With orcs as the main theme, it makes sense to start with some orc attacks, which can be fine (though whether just combat works for your players depends on their taste!). Drop early hints that these are not your usual rampaging orcs. Perhaps they aim for libraries and other centers of learning (do they burn them to hurt human knowledge, or steal them for their own use?). Perhaps they use subtle, complex strategies. Perhaps they meet orcs that are surprisingly eloquent and intelligent (contrary to what they and everybody else knows about orcs), and yet wants them dead. Or maybe he has some far more cunning scheme, and leads the PCs down some seemingly helpful quest that will ultimately doom mankind.
Will the players reason with orcs? Will it blow up in their faces? Will they prove themselves to be far more brutal, unreasonable monsters than the orcs? Don't save all the good stuff until the end. The more good stuff you give them early on, the more awesome stuff will automatically develop for the rest of the campaign.
Don't plan plot. Plan encounters.
Plot is what automatically develops during the best campaigns. Planning it all out in advance is impossible, and trying will lead the players down a boring railroad. Instead, plan interesting encounters from which plot develops automatically.
Your idea to have them choose whether they should fight orc dominance or accept the now civilized orcs is great, but don't save that for the end. By the time you get to the end (if you ever get there), you'll have tons of other cool ideas. Lead with the cool ideas you have right now. Resolving those will lead to far more awesome ideas later, that you couldn't possibly have thought of up front.
The short term moral decisions
So my advice is: forget what plans you have for what fates the players hold in their hands later in the campaign, think about what decisions they will take early on (and worry later about how they impact the later parts of your campaign). Will they kill even the most civilized orcs they meet, thereby justifying the orcs' intention to wipe out humanity? (Would peace have been possible hadn't this band of adventurers so attrociously murdered so many orcs?) Or will they try to work with the orcs, thereby possible helping them with their unexpectedly subtle schemes? (Could the final doom have been prevented had they not trusted the orcs?) Whatever decision the players make, can drive the rest of the campaign.

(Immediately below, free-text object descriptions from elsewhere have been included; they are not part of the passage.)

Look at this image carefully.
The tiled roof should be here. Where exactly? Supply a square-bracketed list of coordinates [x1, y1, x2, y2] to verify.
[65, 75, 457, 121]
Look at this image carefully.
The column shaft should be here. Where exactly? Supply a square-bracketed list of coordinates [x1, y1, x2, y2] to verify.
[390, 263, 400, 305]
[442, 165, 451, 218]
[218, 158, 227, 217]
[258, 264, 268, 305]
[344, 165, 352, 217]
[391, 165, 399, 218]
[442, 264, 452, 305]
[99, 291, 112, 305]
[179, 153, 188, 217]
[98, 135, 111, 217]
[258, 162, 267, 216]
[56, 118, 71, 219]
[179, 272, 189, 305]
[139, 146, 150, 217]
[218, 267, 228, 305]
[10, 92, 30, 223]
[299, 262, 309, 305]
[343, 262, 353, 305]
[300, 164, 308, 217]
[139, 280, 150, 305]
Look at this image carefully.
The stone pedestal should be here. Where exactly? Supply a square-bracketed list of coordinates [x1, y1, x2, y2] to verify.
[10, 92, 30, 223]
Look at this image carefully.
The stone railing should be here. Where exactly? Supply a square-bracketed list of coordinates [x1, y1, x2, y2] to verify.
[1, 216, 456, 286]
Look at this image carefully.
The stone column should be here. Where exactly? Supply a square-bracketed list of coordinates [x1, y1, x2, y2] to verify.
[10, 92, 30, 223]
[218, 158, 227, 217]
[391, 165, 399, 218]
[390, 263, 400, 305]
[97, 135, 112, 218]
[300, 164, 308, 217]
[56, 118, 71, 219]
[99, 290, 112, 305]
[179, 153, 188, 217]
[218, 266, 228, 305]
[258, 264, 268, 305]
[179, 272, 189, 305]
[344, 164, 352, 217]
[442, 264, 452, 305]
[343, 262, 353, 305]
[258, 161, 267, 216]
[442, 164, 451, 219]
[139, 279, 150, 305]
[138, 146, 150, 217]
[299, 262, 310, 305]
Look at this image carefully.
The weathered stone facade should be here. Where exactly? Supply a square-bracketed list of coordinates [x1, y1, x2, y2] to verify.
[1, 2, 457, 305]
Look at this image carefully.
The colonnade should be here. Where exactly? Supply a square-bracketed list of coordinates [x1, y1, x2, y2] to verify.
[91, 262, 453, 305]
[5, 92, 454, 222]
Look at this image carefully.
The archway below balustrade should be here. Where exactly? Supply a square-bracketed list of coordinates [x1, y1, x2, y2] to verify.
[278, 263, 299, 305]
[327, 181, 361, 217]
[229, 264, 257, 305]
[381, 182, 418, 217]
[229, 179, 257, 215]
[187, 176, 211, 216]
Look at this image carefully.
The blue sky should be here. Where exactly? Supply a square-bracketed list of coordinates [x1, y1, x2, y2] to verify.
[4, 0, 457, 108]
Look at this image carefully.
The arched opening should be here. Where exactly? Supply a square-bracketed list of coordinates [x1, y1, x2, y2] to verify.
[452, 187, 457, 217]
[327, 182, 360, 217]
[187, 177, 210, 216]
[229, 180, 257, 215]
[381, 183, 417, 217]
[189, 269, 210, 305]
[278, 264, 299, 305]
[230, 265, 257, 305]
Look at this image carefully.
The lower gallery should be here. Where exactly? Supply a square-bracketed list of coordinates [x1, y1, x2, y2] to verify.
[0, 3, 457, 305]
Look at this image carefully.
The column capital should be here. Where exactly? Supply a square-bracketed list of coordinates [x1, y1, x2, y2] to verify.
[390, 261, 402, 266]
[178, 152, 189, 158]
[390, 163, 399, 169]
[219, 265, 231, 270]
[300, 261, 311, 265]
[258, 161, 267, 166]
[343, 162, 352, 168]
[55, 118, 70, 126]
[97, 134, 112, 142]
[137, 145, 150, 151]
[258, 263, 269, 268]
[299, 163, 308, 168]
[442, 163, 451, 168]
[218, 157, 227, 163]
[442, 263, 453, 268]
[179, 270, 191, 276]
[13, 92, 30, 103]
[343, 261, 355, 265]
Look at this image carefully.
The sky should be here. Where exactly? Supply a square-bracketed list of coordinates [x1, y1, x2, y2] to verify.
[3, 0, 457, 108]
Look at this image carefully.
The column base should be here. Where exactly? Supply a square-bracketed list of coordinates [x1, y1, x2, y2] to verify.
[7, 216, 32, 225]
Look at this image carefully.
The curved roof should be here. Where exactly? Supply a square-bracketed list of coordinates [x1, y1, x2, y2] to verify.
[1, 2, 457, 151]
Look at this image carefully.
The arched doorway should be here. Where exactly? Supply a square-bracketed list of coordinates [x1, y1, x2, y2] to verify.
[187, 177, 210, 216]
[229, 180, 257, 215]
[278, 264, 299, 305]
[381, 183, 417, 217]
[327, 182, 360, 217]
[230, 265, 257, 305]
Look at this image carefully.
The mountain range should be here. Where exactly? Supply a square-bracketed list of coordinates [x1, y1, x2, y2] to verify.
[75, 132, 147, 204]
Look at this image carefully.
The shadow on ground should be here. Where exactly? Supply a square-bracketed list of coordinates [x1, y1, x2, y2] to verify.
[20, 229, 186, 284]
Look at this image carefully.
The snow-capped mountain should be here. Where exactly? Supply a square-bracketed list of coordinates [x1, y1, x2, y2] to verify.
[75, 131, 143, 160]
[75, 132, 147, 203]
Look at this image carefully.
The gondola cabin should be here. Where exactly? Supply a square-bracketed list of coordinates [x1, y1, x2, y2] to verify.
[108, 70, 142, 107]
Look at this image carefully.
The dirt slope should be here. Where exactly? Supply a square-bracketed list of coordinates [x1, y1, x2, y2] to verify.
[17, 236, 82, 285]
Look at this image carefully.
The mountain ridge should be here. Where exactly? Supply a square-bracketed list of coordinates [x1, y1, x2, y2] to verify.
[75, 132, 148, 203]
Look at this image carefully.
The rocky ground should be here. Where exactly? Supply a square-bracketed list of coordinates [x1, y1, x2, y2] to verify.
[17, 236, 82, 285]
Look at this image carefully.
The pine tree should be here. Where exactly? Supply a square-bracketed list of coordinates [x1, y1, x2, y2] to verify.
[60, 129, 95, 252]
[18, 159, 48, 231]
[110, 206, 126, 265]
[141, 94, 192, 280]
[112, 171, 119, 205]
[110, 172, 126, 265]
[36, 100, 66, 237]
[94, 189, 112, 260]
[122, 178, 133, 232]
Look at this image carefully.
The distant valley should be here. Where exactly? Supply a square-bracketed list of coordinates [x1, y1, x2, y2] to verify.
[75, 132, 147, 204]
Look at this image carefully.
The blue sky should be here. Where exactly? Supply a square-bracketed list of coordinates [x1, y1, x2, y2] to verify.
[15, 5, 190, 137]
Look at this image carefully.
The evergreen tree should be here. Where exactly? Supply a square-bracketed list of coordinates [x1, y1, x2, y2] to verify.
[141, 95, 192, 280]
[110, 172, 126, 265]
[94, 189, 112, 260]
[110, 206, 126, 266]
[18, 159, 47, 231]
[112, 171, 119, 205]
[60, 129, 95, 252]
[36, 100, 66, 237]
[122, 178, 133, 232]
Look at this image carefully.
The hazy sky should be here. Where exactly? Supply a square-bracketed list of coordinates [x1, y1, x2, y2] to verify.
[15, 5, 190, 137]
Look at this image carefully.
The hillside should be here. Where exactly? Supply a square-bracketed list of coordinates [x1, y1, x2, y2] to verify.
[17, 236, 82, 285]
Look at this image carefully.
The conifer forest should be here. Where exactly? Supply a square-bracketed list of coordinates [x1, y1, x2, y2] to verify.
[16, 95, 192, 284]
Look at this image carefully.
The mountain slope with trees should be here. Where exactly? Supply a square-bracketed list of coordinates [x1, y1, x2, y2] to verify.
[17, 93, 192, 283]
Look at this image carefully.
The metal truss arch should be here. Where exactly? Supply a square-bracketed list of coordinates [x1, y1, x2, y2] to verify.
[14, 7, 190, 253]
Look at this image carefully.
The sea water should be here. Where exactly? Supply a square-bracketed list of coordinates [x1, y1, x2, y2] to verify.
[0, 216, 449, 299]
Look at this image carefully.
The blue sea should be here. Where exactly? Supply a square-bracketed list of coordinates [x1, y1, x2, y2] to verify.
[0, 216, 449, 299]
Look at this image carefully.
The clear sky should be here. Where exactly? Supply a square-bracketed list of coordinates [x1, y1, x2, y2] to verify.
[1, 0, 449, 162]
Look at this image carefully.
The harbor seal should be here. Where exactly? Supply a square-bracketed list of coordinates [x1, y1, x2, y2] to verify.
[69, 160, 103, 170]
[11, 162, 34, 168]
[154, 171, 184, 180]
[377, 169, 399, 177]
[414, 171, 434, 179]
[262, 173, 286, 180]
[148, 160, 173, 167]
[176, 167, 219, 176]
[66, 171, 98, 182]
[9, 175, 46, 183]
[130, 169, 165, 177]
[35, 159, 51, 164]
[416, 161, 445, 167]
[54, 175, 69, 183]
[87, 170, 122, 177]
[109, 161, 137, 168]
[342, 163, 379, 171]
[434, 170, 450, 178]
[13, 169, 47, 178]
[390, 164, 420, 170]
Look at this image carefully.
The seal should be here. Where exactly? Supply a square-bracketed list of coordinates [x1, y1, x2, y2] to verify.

The short term clues and puzzles
Of course moral decisions are only one of the levels on which to engage them. Puzzles, clues, gathering information, are another:
Drop lots of clues. Never be stingy with clues. Watch how they piece them together. That too can create new truths about your campaign world. Are the orcs mainly interested in centers of learning? Do they steal them or burn them? Do their seemingly random raids disrupt trade and communication, isolating human/demi-human nations from each other? What are the patterns? What are they looking for? These are pretty strategic in scope, and maybe more relevant later in the campaign, but early clues can be relevant early on, if orcs attack a library or raid a vital caravan. It's possible they're looking for something really specific, like a book on orc history or the orc psyche or something. Or some ritual or artifact that will make orcs smarter.
The short term fights
Of course it wouldn't be D&D without something to hit. What they're going to fight seems obvious: orcs. But where? And why? What's it about? What is at stake? Make them interesting. Use them to drop clues or make decisions. And it may be interesting to fight something other than orcs. Maybe they're not fighting the orcs directly, but other monsters (or people!) affected by the orcs, displaced by them, allied to them, being exterminated by them. That too can drop clues about what the orcs are up to.